Back in the original corridor, Tarke resumed checking doors. The corridor was deserted now, and the ship shook with shuddering thuds and muffled bangs. Blackened scorch marks and several corpses testified to the battle his men had fought here, and they appeared to have driven the Draycons off and pursued them. Tarke checked two still, black-clad forms, but they were dead. The alarm still whooped in the distance, but the dulcet message had stopped. Ominous groans and creaking underscored the distant explosions as Norvar was torn apart.

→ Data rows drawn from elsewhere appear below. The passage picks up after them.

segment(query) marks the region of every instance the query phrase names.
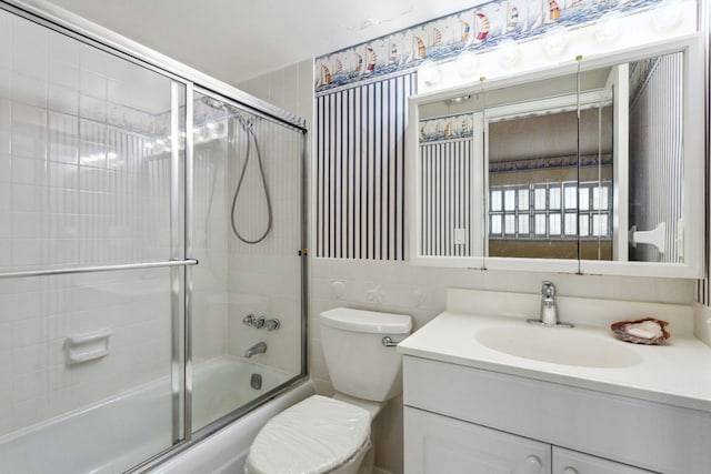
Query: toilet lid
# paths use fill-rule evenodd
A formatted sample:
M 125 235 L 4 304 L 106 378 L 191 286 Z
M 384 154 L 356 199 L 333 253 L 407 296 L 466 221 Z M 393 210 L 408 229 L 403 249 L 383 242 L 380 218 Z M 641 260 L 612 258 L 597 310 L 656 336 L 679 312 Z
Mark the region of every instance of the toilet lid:
M 247 472 L 326 473 L 356 454 L 369 435 L 368 411 L 313 395 L 262 427 L 250 447 Z

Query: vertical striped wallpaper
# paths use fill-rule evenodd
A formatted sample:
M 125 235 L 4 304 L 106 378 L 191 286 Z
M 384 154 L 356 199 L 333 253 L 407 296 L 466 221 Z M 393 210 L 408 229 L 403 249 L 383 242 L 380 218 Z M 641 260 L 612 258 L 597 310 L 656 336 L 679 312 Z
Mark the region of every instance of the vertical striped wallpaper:
M 404 260 L 404 131 L 414 73 L 316 98 L 316 255 Z
M 682 262 L 677 248 L 683 218 L 682 117 L 683 54 L 660 57 L 630 103 L 630 225 L 638 230 L 667 223 L 664 252 L 638 245 L 630 260 Z
M 472 160 L 471 139 L 420 145 L 421 255 L 472 255 Z M 454 229 L 464 243 L 454 244 Z

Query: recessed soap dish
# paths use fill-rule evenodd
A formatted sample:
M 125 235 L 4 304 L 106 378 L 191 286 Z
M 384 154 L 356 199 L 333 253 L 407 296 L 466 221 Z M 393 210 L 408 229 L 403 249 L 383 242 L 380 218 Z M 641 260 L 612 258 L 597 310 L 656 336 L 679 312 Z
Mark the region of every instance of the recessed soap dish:
M 669 323 L 654 317 L 642 317 L 634 321 L 618 321 L 610 329 L 617 339 L 633 344 L 661 344 L 671 334 L 667 331 Z

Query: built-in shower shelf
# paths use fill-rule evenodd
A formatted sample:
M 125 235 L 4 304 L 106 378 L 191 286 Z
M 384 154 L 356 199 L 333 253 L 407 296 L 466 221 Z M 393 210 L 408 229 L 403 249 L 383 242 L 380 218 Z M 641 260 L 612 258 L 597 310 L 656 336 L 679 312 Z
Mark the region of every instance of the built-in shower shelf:
M 109 355 L 109 337 L 113 334 L 110 329 L 74 334 L 64 341 L 64 363 L 67 365 L 81 364 Z

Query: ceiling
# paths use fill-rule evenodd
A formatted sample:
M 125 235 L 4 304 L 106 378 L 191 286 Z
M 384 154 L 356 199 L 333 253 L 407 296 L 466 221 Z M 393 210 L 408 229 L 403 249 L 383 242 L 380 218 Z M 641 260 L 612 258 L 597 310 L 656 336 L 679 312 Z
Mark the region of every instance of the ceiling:
M 30 0 L 69 10 L 230 84 L 482 0 Z

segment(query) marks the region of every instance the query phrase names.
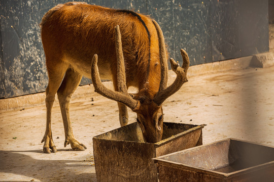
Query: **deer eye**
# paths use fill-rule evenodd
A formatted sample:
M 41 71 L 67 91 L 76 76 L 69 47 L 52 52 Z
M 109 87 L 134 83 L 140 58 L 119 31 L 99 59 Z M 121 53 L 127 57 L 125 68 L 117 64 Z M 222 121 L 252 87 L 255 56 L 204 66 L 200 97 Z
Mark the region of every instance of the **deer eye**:
M 159 122 L 159 121 L 160 121 L 162 120 L 162 118 L 163 118 L 163 115 L 161 115 L 159 117 L 159 119 L 158 119 L 158 122 Z

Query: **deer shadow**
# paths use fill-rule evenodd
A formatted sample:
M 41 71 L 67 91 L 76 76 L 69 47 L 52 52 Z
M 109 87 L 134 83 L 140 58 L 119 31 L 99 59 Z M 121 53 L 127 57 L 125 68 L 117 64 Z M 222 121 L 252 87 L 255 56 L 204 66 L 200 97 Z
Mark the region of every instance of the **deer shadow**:
M 31 157 L 29 152 L 41 150 L 0 151 L 1 175 L 11 181 L 96 181 L 95 173 L 88 172 L 94 171 L 94 166 L 83 164 L 83 160 L 51 160 L 50 156 L 40 160 Z M 22 175 L 26 176 L 23 180 Z

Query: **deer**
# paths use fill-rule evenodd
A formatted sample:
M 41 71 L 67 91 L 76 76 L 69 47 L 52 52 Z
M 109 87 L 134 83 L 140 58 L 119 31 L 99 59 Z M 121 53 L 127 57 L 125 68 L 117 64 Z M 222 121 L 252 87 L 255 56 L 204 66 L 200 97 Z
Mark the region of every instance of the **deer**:
M 70 2 L 50 10 L 40 26 L 49 78 L 46 131 L 41 142 L 44 153 L 57 151 L 51 126 L 56 93 L 64 128 L 64 146 L 70 144 L 77 151 L 87 149 L 74 136 L 69 114 L 72 96 L 82 76 L 91 79 L 95 92 L 117 102 L 121 126 L 128 122 L 128 107 L 136 113 L 146 142 L 161 140 L 162 104 L 188 81 L 189 58 L 181 49 L 182 67 L 169 59 L 177 77 L 167 86 L 168 53 L 154 20 L 129 10 Z M 112 80 L 114 89 L 107 88 L 101 79 Z M 138 92 L 128 93 L 130 86 Z

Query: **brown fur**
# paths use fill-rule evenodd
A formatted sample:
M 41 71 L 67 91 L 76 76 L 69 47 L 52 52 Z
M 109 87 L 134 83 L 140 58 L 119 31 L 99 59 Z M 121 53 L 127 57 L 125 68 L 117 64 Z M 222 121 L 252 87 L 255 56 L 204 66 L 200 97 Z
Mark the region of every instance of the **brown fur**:
M 158 118 L 162 115 L 161 103 L 156 104 L 153 102 L 159 90 L 162 64 L 159 61 L 158 34 L 152 20 L 142 14 L 81 2 L 57 5 L 45 15 L 41 23 L 41 36 L 49 84 L 46 99 L 47 127 L 42 140 L 45 142 L 44 152 L 50 153 L 49 148 L 53 152 L 57 151 L 51 129 L 51 109 L 56 92 L 65 129 L 64 146 L 71 144 L 76 150 L 86 148 L 73 135 L 68 104 L 82 76 L 91 78 L 93 73 L 90 69 L 91 60 L 95 54 L 97 55 L 96 64 L 100 74 L 100 77 L 96 76 L 97 79 L 112 80 L 115 90 L 119 90 L 114 29 L 117 25 L 120 26 L 121 34 L 126 86 L 135 86 L 139 89 L 133 98 L 139 101 L 138 109 L 135 108 L 135 111 L 138 118 L 143 118 L 143 123 L 146 122 L 144 118 L 153 117 L 154 119 L 151 120 L 151 121 L 148 122 L 154 124 L 152 122 L 147 127 L 153 125 L 155 128 L 155 119 L 157 123 Z M 164 52 L 166 54 L 165 51 Z M 113 99 L 110 96 L 105 96 Z M 148 105 L 141 106 L 140 103 L 142 102 Z M 118 103 L 118 107 L 120 121 L 123 126 L 128 122 L 127 111 L 124 104 Z M 154 111 L 154 113 L 143 115 L 142 112 L 146 109 Z M 143 111 L 140 113 L 140 111 Z M 140 125 L 141 127 L 146 125 Z M 147 134 L 155 135 L 155 131 L 152 132 L 153 133 Z M 159 137 L 147 138 L 151 142 L 160 140 Z

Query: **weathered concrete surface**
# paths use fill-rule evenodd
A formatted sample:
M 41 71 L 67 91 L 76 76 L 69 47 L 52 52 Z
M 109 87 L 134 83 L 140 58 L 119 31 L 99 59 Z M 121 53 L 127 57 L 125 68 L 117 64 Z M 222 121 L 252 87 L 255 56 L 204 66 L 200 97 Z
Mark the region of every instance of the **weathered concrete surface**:
M 250 66 L 255 68 L 267 68 L 274 65 L 274 53 L 260 54 L 252 57 Z
M 233 138 L 274 146 L 273 90 L 274 67 L 190 76 L 163 103 L 164 120 L 207 124 L 204 144 Z M 74 135 L 88 147 L 82 152 L 63 147 L 57 102 L 52 124 L 56 153 L 42 153 L 44 103 L 21 109 L 0 111 L 1 181 L 96 181 L 92 139 L 120 126 L 115 102 L 91 91 L 72 99 Z M 129 111 L 129 115 L 130 123 L 134 122 L 135 113 Z

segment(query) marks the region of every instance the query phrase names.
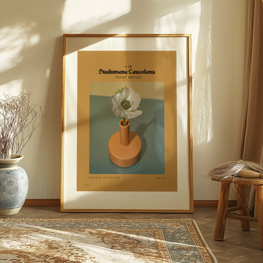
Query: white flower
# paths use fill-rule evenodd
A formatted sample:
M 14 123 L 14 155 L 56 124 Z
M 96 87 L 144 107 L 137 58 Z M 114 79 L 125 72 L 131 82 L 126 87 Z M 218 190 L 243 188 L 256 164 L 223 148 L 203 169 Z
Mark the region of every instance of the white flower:
M 111 109 L 117 117 L 131 119 L 143 113 L 137 110 L 140 102 L 141 96 L 138 93 L 132 88 L 125 88 L 112 97 L 110 104 Z

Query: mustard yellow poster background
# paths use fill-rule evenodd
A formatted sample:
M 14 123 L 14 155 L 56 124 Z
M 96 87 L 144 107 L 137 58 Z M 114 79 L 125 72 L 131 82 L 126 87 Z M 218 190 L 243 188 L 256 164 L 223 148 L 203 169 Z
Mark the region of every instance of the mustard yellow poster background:
M 77 60 L 77 190 L 177 191 L 176 52 L 78 51 Z M 163 82 L 163 174 L 89 173 L 89 96 L 94 93 L 91 83 L 103 82 Z M 161 97 L 158 89 L 152 89 L 151 96 Z M 114 94 L 103 90 L 95 93 Z

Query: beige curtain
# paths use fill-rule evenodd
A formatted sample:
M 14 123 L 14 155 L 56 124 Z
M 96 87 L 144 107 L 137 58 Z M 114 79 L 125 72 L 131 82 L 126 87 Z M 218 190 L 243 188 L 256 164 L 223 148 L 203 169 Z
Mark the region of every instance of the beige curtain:
M 263 163 L 263 0 L 248 0 L 241 158 Z M 255 190 L 250 191 L 254 214 Z

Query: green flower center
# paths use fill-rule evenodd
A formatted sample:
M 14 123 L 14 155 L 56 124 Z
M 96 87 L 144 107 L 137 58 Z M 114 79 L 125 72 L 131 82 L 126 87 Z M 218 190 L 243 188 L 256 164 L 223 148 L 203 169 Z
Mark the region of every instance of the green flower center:
M 131 107 L 131 103 L 126 100 L 123 100 L 120 105 L 124 110 L 128 110 Z

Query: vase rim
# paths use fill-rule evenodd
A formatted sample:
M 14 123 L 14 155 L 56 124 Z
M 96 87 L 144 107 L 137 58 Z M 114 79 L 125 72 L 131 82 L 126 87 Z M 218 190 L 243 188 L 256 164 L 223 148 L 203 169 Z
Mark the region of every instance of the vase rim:
M 125 120 L 125 126 L 123 126 L 122 125 L 122 119 L 121 119 L 120 121 L 119 121 L 119 124 L 121 126 L 121 127 L 126 127 L 127 126 L 128 126 L 129 124 L 130 124 L 130 122 L 129 121 L 129 120 L 128 119 L 126 119 Z

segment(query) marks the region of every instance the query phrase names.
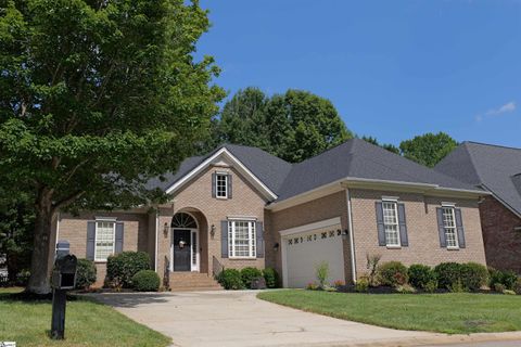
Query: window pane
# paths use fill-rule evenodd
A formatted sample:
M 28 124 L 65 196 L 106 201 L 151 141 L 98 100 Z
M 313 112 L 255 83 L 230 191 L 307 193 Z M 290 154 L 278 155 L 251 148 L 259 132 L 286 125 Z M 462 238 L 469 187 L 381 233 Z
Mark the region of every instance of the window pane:
M 96 226 L 96 260 L 106 260 L 114 253 L 114 222 L 99 221 Z
M 385 228 L 385 243 L 387 246 L 399 246 L 398 216 L 396 216 L 396 203 L 383 202 L 383 224 Z
M 457 247 L 458 239 L 456 235 L 456 223 L 454 218 L 454 208 L 443 208 L 443 227 L 445 228 L 445 240 L 447 241 L 447 247 Z

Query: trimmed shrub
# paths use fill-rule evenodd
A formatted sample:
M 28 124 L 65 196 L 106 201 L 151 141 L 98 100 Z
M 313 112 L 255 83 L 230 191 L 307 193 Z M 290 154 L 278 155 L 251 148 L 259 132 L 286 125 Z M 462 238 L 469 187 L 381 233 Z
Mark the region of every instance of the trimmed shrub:
M 369 291 L 369 279 L 367 277 L 361 277 L 355 283 L 355 291 L 358 293 L 367 293 Z
M 476 262 L 461 265 L 461 284 L 469 291 L 475 292 L 488 283 L 488 270 Z
M 244 290 L 244 283 L 242 282 L 241 272 L 236 269 L 225 269 L 217 275 L 217 282 L 223 285 L 225 290 Z
M 452 290 L 461 278 L 461 265 L 458 262 L 442 262 L 434 268 L 437 285 L 441 288 Z
M 409 275 L 407 267 L 401 261 L 387 261 L 378 268 L 382 285 L 397 286 L 407 283 Z
M 144 252 L 123 252 L 106 259 L 106 282 L 109 285 L 132 286 L 132 277 L 150 269 L 150 257 Z
M 434 272 L 427 265 L 414 264 L 407 272 L 409 274 L 409 283 L 416 288 L 424 290 L 429 282 L 435 281 Z
M 134 288 L 138 292 L 157 292 L 160 282 L 154 270 L 141 270 L 132 277 Z
M 242 283 L 244 283 L 244 286 L 249 290 L 252 288 L 252 282 L 253 280 L 257 278 L 262 278 L 263 272 L 258 270 L 257 268 L 244 268 L 241 270 L 241 280 Z
M 88 290 L 96 282 L 96 265 L 89 259 L 78 259 L 76 288 Z
M 268 288 L 276 288 L 279 286 L 279 274 L 274 268 L 266 268 L 263 270 L 264 279 L 266 280 L 266 286 Z
M 494 268 L 488 268 L 490 286 L 494 287 L 496 283 L 505 285 L 507 290 L 513 291 L 518 281 L 518 275 L 513 271 L 499 271 Z

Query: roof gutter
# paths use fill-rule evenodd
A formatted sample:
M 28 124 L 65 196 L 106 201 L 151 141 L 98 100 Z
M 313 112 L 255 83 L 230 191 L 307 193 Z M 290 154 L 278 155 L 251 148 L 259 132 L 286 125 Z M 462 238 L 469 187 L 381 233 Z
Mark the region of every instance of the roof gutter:
M 345 188 L 365 188 L 365 189 L 386 189 L 386 190 L 401 190 L 406 189 L 412 192 L 418 192 L 422 194 L 434 193 L 434 192 L 450 192 L 456 193 L 457 195 L 490 195 L 491 193 L 482 190 L 466 190 L 466 189 L 455 189 L 455 188 L 445 188 L 440 187 L 440 184 L 432 183 L 418 183 L 418 182 L 406 182 L 406 181 L 391 181 L 391 180 L 378 180 L 378 179 L 366 179 L 366 178 L 355 178 L 355 177 L 345 177 L 339 180 L 335 180 L 331 183 L 327 183 L 315 188 L 310 191 L 303 192 L 301 194 L 288 197 L 282 201 L 274 202 L 266 206 L 266 209 L 270 210 L 280 210 L 294 205 L 305 203 L 309 200 L 329 195 L 335 193 Z M 320 194 L 320 192 L 323 192 Z M 318 195 L 318 196 L 317 196 Z

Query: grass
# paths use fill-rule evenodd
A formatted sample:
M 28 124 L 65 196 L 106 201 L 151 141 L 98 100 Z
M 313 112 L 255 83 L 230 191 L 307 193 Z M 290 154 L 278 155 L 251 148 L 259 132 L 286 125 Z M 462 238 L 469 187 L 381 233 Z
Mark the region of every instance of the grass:
M 113 308 L 78 298 L 67 301 L 65 339 L 49 338 L 51 301 L 25 301 L 11 294 L 22 288 L 0 288 L 0 340 L 18 346 L 168 346 L 166 337 L 126 318 Z
M 345 294 L 276 291 L 258 298 L 380 326 L 447 334 L 521 330 L 521 296 L 492 294 Z

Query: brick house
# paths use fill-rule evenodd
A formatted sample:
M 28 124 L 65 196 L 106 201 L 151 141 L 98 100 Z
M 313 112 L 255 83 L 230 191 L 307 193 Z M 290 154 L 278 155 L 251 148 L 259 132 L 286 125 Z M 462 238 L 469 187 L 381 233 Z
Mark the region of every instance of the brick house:
M 480 203 L 486 262 L 521 273 L 521 149 L 463 142 L 434 169 L 491 193 Z
M 488 193 L 363 140 L 298 164 L 227 144 L 148 184 L 169 203 L 59 217 L 56 240 L 96 261 L 98 285 L 106 257 L 122 250 L 147 252 L 173 288 L 214 286 L 223 267 L 250 266 L 302 287 L 322 261 L 330 281 L 350 283 L 376 254 L 485 264 L 478 203 Z

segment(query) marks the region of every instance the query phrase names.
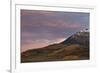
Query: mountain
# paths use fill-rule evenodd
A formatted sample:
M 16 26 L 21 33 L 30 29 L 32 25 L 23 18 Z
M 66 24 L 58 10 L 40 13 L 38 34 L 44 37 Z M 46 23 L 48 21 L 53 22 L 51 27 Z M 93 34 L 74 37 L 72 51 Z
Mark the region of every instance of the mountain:
M 89 32 L 77 32 L 59 44 L 21 53 L 21 62 L 44 62 L 89 59 Z

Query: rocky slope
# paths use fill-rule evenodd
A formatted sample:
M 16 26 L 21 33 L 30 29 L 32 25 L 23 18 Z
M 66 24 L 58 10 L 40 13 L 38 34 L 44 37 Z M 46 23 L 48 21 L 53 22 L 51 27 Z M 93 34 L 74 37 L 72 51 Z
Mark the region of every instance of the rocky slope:
M 59 44 L 21 53 L 21 62 L 89 59 L 89 32 L 77 32 Z

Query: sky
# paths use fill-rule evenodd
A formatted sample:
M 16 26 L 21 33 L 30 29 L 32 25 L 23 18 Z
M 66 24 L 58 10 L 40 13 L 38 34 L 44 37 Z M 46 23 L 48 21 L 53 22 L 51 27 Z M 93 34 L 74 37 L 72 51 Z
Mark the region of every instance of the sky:
M 89 13 L 21 10 L 21 52 L 60 43 L 89 29 Z

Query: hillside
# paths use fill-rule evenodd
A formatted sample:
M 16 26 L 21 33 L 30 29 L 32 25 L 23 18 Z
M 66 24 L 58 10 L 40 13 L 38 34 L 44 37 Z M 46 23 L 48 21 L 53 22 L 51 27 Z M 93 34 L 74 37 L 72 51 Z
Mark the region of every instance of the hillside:
M 89 59 L 89 32 L 77 32 L 59 44 L 21 53 L 21 62 Z

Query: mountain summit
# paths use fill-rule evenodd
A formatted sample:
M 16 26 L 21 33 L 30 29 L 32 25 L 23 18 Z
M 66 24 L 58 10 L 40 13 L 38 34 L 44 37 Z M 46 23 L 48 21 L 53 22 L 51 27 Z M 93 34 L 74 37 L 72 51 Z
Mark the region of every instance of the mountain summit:
M 89 59 L 89 32 L 80 31 L 59 44 L 21 53 L 21 62 L 44 62 Z

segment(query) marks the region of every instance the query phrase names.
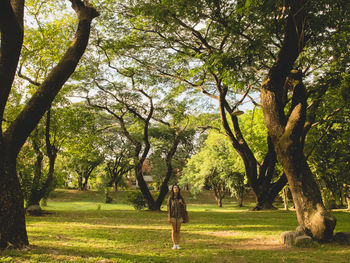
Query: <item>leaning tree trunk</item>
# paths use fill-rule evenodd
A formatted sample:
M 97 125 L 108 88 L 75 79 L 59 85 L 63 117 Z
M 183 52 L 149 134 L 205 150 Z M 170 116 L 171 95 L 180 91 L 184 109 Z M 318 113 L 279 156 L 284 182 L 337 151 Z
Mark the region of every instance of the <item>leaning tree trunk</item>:
M 16 174 L 16 155 L 0 142 L 0 249 L 28 245 L 25 210 Z
M 137 183 L 140 187 L 142 195 L 144 196 L 144 198 L 147 201 L 148 209 L 151 211 L 156 211 L 156 210 L 158 210 L 156 207 L 156 203 L 154 202 L 154 199 L 151 195 L 151 192 L 148 189 L 147 183 L 146 183 L 145 179 L 143 178 L 142 164 L 143 164 L 143 162 L 140 162 L 139 160 L 135 161 L 136 180 L 137 180 Z
M 285 175 L 282 175 L 276 182 L 272 183 L 275 172 L 276 153 L 270 137 L 267 138 L 268 152 L 258 169 L 258 162 L 243 137 L 238 118 L 225 99 L 227 90 L 228 87 L 218 85 L 221 122 L 233 148 L 243 160 L 248 184 L 252 187 L 256 195 L 257 203 L 253 210 L 272 209 L 274 208 L 272 204 L 278 193 L 287 183 L 287 179 Z M 231 116 L 233 131 L 227 120 L 226 111 Z
M 306 91 L 301 73 L 292 72 L 304 47 L 306 1 L 294 1 L 287 18 L 278 58 L 262 83 L 261 103 L 268 133 L 287 176 L 297 218 L 304 232 L 319 241 L 333 236 L 336 220 L 326 210 L 303 153 Z M 287 92 L 293 89 L 289 117 L 284 113 Z
M 166 156 L 166 166 L 167 166 L 167 173 L 165 175 L 165 178 L 162 182 L 162 185 L 160 187 L 160 193 L 159 193 L 159 196 L 156 200 L 156 208 L 157 210 L 160 210 L 161 206 L 162 206 L 162 203 L 164 201 L 164 198 L 165 196 L 168 194 L 169 192 L 169 186 L 168 186 L 168 183 L 169 183 L 169 180 L 170 180 L 170 177 L 171 175 L 173 174 L 173 165 L 172 165 L 172 160 L 173 160 L 173 157 L 176 153 L 176 150 L 177 150 L 177 147 L 180 143 L 180 135 L 179 134 L 176 134 L 175 136 L 175 139 L 174 139 L 174 142 Z

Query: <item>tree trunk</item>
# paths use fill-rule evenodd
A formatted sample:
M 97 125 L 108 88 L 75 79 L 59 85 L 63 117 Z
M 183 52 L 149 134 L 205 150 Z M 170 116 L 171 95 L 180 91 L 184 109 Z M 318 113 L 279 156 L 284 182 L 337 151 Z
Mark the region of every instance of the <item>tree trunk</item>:
M 266 153 L 264 161 L 258 170 L 258 162 L 243 137 L 238 123 L 238 118 L 233 114 L 233 110 L 229 107 L 225 99 L 227 87 L 218 86 L 217 89 L 220 92 L 219 105 L 222 125 L 225 129 L 227 137 L 232 143 L 233 148 L 243 160 L 245 172 L 248 178 L 248 184 L 252 187 L 257 197 L 257 204 L 253 210 L 272 209 L 272 203 L 274 202 L 278 193 L 287 183 L 287 179 L 284 175 L 282 175 L 277 182 L 271 182 L 275 172 L 275 164 L 277 160 L 271 138 L 269 136 L 267 137 L 268 152 Z M 227 120 L 226 111 L 228 111 L 231 116 L 233 130 L 231 129 Z
M 304 0 L 291 3 L 282 47 L 262 83 L 261 103 L 269 136 L 288 179 L 298 222 L 306 234 L 319 241 L 328 241 L 333 236 L 336 220 L 324 207 L 304 157 L 307 95 L 301 72 L 292 71 L 305 44 L 306 6 Z M 290 90 L 293 96 L 286 116 Z
M 165 178 L 164 178 L 162 185 L 160 187 L 160 193 L 159 193 L 159 196 L 158 196 L 157 201 L 156 201 L 157 210 L 160 210 L 162 203 L 164 201 L 164 198 L 167 195 L 167 193 L 169 192 L 168 183 L 169 183 L 171 175 L 173 174 L 172 160 L 173 160 L 173 157 L 176 153 L 176 150 L 177 150 L 179 143 L 180 143 L 180 137 L 178 134 L 176 134 L 175 140 L 174 140 L 174 142 L 173 142 L 173 144 L 172 144 L 172 146 L 167 154 L 167 157 L 166 157 L 167 173 L 166 173 Z
M 0 249 L 28 245 L 23 195 L 16 175 L 16 157 L 0 143 Z
M 157 209 L 156 203 L 154 202 L 154 199 L 153 199 L 153 197 L 148 189 L 147 183 L 145 182 L 145 179 L 143 178 L 142 163 L 140 163 L 139 161 L 136 161 L 136 164 L 135 164 L 135 174 L 136 174 L 137 183 L 140 187 L 142 195 L 144 196 L 144 198 L 147 201 L 148 209 L 151 211 L 159 210 L 159 209 Z

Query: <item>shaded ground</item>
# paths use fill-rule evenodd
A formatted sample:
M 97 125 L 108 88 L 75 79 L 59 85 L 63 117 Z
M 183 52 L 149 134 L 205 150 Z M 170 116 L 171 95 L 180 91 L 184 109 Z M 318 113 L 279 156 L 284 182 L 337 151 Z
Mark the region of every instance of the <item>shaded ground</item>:
M 220 209 L 210 195 L 187 196 L 191 221 L 182 227 L 182 250 L 174 251 L 167 214 L 135 211 L 122 195 L 107 205 L 97 193 L 55 193 L 49 214 L 27 218 L 31 246 L 0 252 L 0 262 L 349 262 L 349 246 L 279 244 L 280 233 L 297 225 L 293 211 L 253 212 L 232 201 Z M 350 231 L 350 213 L 334 214 L 336 231 Z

Finding a door that would not open, he fired at the lock mechanism until it burnt out in a shower of sparks and the door slid open. He entered the smoke-filled room, peering into the haze.
“Rayne!”
A Draycon sprang from the smoke, crest raised, throat sacks swollen, his claws reaching for Tarke’s throat. The Shrike sidestepped, and his laser shot almost cut off the alien’s head. Returning to the corridor, he went to the next door. As he aimed at the lock, a massive explosion tore through the ship, making it judder. A harsh, braying klaxo
n added its cacophony to the din. The Draycon ship was taking a terrible pounding. He scanned the corridor, but evidently the warren of passages and corridors that made up this ship had swallowed his men. Undoubtedly they were searching as diligently for him as they were for the girl, but their hunt had taken them in a different direction. He sent a brief order to Scimarin.
Tell the others to ease off on the attack, or this ship will break up.
The men can’t find you, and I cannot guide them to you, since I have only a vague idea of where you are.
He burnt out the lock of the next door. I’m okay. I think I’m in the right area now.
You should have some men with you.
I’m fine.
A Draycon charged from the cell as the door opened, almost bowling Tarke over. The alien paused and snarled, then ran away down the corridor. Tarke moved on to the next door, aiming at the lock.
A movement caught his eye, and he spun and flattened himself to the wall. The Draycon who had just come around the corner already had his weapon drawn. He fired at the same instant Tarke did. Tarke’s bolt cut through the Draycon’s neck, and he collapsed.
Tarke staggered as the air was punched from his lungs, a savage, burning pain lancing through his chest. The metallic tang of blood invaded his mouth, and his vision dimmed. He coughed and slid to his knees, clutching the side of his chest where the agony burnt. A rush of memories blinded him as he struggled to breathe. He slumped, struggling with them and the pain, clinging to the unpleasant reality of the doomed ship’s blaring alarms.